Police Chief Marcus Barrow said that the Henderson department had two dogs to begin 2020, Deli and Nero, a Belgian Malinois. But the death of Nero’s handler, Officer Jeffrey Macialek earlier this year, meant the dog had to be retired as well.

“We retired Officer Macialek’s dog due to his age at the time,” Barrow said. “It wouldn’t have been fiscally responsible for us to re-train somebody on that dog. Nero and Deli were bought at the same time and both were just beginning to show their age.”

In Barrow’s 22 years with the Henderson PD, he has seen countless dogs come through the K-9 program from its first one, Raider, and he considers the unit a crucial part of ensuring that he and his officers protect the lives of each citizen in the city.

Barrow said that each dog in the K-9 unit is trained for multiple uses, including narcotics detection, tracking and searches, but they also participate in demonstrations for students at different schools around Henderson.

At its peak, the Henderson police K-9 program had as many as six dogs, but Barrow believes the unit functions most effectively with only a small number of animals that officers can train and bond with over an extended period of time.

“I’m satisfied with having two or three dogs,” Barrow said. “A lot of dedication goes into this program, and in the law enforcement world right now, we’re seeing a lot of officers come and go from various departments. You need about five or seven years to be a great K-9 handler because you form a special bond with that K-9 and you want to stick with that dog.”

Although the Henderson PD K-9 program is depleted, Barrow does not see that lasting, as the department is interviewing potential K-9 handlers, which will determine whether or not an officer can keep up with and bond with an animal at its disposal.

The process, in which candidates will be asked to provide a summary on their work with law enforcement agencies and any other special attributes that could be beneficial to the K-9 program, is expected to last one month.

But Barrow said the main challenge will be trying to obtain the proper funding to afford more dogs.

A dog alone costs $6,500 to $9,000 to acquire, and the department handles its basic training in-house to save money, Barrow said. Food donations from Mars Inc., the pet-food maker that has a factory near Henderson, have also helped lower the program’s cost over the years.

Barrow is optimistic the Henderson PD will be able to obtain enough money to keep the K-9 unit going for several more years. But regardless of what ends up happening over the next few months, he credited everyone who has worked to maintain the program’s efficiency.
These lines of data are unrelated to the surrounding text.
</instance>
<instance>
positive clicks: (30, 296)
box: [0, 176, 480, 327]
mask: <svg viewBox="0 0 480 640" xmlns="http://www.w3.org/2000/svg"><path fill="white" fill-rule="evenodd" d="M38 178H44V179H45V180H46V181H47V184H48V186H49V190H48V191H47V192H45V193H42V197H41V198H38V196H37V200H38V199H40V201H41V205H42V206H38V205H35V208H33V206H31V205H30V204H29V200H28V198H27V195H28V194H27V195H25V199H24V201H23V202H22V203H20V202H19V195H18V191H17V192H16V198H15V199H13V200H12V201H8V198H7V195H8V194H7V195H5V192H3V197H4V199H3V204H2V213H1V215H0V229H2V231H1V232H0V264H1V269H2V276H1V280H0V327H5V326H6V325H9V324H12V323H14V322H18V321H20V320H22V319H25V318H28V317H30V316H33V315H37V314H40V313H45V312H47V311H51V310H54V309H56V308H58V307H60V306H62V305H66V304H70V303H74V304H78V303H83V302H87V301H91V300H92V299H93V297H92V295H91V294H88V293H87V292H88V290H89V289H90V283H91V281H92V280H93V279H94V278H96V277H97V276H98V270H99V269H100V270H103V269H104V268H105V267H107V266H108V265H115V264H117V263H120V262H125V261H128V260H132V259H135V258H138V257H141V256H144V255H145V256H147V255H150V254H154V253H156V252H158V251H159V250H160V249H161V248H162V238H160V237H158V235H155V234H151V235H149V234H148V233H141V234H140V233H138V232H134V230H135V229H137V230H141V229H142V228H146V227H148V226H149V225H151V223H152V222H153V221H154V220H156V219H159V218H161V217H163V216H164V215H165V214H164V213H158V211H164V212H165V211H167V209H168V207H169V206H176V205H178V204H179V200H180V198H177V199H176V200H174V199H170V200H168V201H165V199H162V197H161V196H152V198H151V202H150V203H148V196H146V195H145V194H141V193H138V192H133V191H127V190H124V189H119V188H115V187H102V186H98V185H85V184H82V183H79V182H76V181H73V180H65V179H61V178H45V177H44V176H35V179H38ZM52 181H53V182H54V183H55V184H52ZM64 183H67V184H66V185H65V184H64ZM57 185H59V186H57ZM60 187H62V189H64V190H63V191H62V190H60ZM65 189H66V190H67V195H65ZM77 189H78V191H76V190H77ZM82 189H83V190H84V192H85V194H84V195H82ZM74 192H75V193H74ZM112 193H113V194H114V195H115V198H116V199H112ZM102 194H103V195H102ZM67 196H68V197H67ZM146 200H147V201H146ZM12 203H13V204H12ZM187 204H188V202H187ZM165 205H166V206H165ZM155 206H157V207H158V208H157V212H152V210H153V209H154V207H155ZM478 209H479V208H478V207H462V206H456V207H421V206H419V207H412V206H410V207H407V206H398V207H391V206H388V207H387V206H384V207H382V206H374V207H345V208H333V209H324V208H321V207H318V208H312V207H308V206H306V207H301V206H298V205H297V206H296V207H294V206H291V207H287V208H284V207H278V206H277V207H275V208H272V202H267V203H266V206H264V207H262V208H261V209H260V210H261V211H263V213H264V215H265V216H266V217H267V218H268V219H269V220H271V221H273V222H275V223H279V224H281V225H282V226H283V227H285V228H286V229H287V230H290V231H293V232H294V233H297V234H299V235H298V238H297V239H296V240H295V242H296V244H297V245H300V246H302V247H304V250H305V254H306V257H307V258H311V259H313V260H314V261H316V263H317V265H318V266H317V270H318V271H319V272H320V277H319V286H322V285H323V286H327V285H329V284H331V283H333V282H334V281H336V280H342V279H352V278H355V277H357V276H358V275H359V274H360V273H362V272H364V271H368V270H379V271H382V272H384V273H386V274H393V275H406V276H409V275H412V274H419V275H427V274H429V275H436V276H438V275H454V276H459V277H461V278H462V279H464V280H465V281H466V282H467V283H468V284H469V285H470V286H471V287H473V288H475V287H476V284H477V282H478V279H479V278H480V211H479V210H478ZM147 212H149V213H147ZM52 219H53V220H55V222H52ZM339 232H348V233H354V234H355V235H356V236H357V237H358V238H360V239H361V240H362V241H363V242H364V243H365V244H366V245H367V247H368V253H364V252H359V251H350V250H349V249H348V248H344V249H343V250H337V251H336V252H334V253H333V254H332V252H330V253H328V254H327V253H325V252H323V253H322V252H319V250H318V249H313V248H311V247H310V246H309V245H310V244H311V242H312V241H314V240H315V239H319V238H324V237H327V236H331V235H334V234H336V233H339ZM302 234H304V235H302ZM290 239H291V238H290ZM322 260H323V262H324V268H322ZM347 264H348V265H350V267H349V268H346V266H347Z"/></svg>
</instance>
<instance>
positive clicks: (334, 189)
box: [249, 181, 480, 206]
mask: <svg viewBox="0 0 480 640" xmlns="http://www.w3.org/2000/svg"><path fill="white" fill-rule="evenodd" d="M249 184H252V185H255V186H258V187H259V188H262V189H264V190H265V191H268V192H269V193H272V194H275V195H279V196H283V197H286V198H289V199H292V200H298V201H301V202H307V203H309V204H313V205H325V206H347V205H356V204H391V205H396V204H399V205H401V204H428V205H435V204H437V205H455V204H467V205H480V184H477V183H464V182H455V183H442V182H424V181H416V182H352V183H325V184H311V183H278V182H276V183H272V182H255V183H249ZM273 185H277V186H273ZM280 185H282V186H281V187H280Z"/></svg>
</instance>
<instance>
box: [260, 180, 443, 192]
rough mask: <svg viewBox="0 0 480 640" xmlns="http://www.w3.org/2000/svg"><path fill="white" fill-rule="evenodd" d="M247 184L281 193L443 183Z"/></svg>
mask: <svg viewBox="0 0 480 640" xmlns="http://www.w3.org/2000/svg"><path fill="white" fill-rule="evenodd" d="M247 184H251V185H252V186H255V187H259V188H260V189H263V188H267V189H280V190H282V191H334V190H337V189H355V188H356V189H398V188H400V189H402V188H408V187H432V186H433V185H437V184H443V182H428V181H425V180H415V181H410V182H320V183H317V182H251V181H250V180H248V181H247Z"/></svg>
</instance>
“The K-9 program has always been a part of the Henderson PD,” Barrow said. “Hopefully we can continue that tradition because I think we’ve done very well with it. We’re lucky to have a retired officer in Lt. Greg Williams, who’s been a K-9 officer for us over the last 15 [to] 18 years, and he has done such a great job with us.”

Barrow said that the Henderson PD will continue to partner with the Vance County Sheriff’s Office on any request pertaining to K-9’s while he tries to find the right officers and dogs for the department’s own unit going forward.